"If you must blink, do it now. Pay careful attention to everything you see no matter how unusual it may seem. If you look away, even for an instant, then our hero will surely perish." -- Kubo and the Two Strings.
I'm going to try and write about the things this movie made me think about. But, if you haven't seen the movie yet and are concerned what you might gather from reading this, here's a spoiler warning.
The movie opens with a voice-over from the main character, Kubo, a boy who spends his days telling stories in the village with magic origami and music from his shamisen, a Japanese three-stringed instrument. Day in and day out, he weaves tales of heroic figures battling the dark forces, enthralling the villagers and leaving them eager for more. However, he always returns home before the sun sets, heeding his ailing mother’s warnings that the Moon King will come after him to steal his eye. One day, Kubo stays out too late and is found by the Moon King and his two daughters. Thrust into danger, Kubo is forced to embark on a quest to locate the three parts of a magical armor that will protect him from the Moon King.
Kubo is, at the core, a storyteller. And that's really cool.
His greatest gift is his magical shamisen, which he uses to animate the stories that he tells the villagers. In the end, after spending the majority of the film seeking the magical armor, he removes the armor in his last stand against the Moon King, takes up the magical shamisen, and strings it with hair from his mother and the bowstring of his father, symbols of their love for him. When he strums it against the Moon King, who has been pursuing him to rid him of his sight, and by extension, his humanity and empathy, the latter is reduced to an elderly man who has lost his memory. The Moon King wakes up in the rubble of the village he has destroyed, while scared villagers peek out of their hiding places.
Kubo and the villagers take in the old man in as one of their own and fill in the gaps in his memory with new stories about how he was a really generous and helpful man, who acted selflessly and cared for people’s needs. The former Moon King readily accepts his new identity and purpose and joins the rest of the village. At this point in the movie, I was seriously torn between two reactions.

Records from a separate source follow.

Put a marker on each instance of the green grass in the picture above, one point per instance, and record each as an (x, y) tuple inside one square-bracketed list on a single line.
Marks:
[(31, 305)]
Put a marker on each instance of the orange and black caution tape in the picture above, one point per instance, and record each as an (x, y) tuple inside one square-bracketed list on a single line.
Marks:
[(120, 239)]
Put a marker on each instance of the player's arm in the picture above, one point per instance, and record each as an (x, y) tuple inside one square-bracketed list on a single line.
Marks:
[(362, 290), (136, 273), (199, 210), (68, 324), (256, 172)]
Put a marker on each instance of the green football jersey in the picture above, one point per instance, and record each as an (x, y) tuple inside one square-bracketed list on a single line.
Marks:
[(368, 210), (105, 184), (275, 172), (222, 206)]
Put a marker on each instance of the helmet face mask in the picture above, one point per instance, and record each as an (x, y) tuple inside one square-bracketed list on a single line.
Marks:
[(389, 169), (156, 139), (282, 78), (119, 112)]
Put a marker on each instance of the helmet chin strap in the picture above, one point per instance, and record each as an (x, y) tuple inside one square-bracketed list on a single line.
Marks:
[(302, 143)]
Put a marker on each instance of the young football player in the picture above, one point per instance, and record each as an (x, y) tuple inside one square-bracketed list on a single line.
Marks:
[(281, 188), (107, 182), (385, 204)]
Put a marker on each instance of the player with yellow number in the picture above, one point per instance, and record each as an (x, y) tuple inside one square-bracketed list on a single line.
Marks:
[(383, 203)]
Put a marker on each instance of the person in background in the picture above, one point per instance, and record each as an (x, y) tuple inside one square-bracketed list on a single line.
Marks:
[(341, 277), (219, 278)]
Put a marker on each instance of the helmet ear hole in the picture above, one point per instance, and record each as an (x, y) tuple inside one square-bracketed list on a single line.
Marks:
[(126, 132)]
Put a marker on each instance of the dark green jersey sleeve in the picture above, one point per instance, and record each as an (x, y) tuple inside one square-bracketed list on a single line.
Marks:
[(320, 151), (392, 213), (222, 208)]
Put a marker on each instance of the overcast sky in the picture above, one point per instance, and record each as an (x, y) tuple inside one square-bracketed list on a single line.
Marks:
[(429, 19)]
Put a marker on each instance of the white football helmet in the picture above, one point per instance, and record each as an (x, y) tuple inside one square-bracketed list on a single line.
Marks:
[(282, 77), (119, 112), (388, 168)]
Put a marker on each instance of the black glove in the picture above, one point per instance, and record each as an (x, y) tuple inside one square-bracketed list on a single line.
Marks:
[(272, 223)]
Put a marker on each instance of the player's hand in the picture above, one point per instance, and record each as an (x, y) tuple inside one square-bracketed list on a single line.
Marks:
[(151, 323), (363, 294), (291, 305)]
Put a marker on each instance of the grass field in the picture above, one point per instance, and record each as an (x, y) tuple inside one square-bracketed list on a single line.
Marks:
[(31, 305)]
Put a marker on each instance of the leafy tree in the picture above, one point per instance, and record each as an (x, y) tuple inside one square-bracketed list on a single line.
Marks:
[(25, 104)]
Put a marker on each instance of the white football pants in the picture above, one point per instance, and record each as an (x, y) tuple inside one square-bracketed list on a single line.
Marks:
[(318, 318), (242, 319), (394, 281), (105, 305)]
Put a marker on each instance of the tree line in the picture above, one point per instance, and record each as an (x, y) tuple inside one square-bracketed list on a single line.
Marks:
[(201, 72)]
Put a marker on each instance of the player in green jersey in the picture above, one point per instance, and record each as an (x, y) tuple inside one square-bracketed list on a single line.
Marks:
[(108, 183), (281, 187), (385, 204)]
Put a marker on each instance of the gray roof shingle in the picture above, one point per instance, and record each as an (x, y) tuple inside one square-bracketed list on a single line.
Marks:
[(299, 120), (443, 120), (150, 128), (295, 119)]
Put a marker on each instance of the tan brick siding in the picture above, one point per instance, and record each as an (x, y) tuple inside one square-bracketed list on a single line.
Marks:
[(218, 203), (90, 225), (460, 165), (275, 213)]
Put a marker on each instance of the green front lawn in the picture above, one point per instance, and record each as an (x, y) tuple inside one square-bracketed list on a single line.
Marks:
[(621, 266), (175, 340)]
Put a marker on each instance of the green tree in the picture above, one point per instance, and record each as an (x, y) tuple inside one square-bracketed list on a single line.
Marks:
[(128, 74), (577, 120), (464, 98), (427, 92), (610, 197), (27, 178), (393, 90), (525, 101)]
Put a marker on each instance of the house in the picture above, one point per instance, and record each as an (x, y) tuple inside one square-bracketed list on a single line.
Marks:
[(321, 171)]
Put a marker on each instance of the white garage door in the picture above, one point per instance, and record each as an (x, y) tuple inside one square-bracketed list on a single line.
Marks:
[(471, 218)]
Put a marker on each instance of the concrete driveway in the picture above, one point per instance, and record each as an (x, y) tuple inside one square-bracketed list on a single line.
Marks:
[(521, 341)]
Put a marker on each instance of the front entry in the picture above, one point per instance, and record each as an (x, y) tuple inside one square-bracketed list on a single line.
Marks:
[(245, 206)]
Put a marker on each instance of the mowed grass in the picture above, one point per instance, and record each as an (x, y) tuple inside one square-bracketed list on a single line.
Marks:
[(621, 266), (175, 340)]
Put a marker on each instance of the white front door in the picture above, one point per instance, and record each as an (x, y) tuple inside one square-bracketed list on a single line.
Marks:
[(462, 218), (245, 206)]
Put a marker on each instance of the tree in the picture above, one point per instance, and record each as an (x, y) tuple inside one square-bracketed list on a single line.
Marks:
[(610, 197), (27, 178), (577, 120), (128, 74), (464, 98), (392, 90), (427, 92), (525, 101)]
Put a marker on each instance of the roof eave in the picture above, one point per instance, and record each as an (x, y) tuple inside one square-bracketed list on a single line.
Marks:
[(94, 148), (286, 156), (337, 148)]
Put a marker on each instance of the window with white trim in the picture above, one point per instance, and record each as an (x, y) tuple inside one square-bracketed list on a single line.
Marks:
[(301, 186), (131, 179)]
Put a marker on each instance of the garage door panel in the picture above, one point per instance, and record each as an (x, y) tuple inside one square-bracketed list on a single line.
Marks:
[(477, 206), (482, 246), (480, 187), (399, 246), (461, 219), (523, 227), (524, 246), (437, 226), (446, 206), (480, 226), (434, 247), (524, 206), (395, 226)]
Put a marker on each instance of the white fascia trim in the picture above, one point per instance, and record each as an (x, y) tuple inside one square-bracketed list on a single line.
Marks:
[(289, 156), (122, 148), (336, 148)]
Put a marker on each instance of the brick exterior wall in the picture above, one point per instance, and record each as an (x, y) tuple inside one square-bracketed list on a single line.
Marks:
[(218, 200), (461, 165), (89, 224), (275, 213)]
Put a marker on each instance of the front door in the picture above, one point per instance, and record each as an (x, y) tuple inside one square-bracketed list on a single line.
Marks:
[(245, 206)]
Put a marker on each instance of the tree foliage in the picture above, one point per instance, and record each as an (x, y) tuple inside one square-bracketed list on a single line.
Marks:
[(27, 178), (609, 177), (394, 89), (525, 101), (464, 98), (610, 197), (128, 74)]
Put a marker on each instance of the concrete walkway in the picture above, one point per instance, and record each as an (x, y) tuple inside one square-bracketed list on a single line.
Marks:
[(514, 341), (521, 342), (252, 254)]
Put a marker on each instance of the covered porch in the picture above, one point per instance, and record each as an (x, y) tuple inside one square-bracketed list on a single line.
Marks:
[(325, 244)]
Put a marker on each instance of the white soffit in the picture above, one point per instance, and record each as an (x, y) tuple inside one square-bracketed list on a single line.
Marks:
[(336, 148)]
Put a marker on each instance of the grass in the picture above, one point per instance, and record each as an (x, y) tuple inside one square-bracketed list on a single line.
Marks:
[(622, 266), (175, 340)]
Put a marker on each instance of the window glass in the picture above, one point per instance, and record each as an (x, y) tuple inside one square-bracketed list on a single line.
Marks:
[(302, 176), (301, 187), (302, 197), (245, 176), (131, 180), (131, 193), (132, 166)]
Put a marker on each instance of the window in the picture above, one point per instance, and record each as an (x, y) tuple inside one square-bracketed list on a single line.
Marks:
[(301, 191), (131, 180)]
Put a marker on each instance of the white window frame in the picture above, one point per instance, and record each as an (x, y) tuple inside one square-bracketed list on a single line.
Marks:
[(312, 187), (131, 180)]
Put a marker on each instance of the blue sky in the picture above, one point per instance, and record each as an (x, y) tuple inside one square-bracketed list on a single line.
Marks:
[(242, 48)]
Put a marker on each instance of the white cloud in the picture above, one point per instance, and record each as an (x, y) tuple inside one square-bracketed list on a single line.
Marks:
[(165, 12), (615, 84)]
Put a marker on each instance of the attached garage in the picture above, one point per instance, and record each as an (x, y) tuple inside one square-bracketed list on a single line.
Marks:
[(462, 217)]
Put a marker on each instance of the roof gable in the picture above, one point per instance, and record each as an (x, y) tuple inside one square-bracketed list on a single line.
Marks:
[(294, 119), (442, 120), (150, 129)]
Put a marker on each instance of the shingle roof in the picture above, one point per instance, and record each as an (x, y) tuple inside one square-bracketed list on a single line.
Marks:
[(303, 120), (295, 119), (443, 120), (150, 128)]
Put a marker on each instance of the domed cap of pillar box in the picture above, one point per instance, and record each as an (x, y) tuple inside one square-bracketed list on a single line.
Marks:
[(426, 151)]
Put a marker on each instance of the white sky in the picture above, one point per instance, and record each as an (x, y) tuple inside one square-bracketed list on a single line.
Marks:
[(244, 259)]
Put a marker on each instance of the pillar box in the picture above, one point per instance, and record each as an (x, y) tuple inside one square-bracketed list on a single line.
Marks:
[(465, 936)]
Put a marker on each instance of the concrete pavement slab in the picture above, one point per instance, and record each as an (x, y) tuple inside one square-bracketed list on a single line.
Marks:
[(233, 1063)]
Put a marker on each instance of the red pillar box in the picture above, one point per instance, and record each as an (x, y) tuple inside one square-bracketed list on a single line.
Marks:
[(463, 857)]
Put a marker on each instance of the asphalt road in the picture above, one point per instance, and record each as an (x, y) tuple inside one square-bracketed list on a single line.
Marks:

The first: This ending doesn’t serve justice for all the evil this man has wreaked upon his world.
The second: This is a startlingly bold message in a time where justice is increasingly warped and twisted, a time where no one can seem to agree on what the right thing to do is.
Here’s what I appreciated: Instead of using physical force or completely magical means, Kubo disarms the threat by rewriting the Moon King’s internal narrative. Why is this important? Up until his defeat, the Moon King has been living under the belief that to physically see the world -- to be proximate and to feel empathy for its inhabitants – only brings weakness, pain, and chaos. This internal monologue gets written over with new stories about living in harmony with villagers and taking care of their needs. Kubo the Storyteller, not Kubo the Warrior, saves the day.
Stories have a way of presenting truth elegantly and artfully without always using facts, that when done well, the end result proves profound and worth more than the sum of its parts. They can change people, alter their perceptions, cross boundaries and barriers, and bring different people closer together. That is their power.
Today, storytelling is more important than ever. We are increasingly saturated with headlines, seeing the same links pop up on our social media homepages with the same messages. Those are important. They keep us aware and grounded on the plane of what's-actually-going-on-with-the-world. But stories can humanize, draw out the invisible lines and ties that bind everything in this world to each other, and help us reshape the internal narratives that drive us forward. This, ultimately, allows us to make the greatest change that we want to see.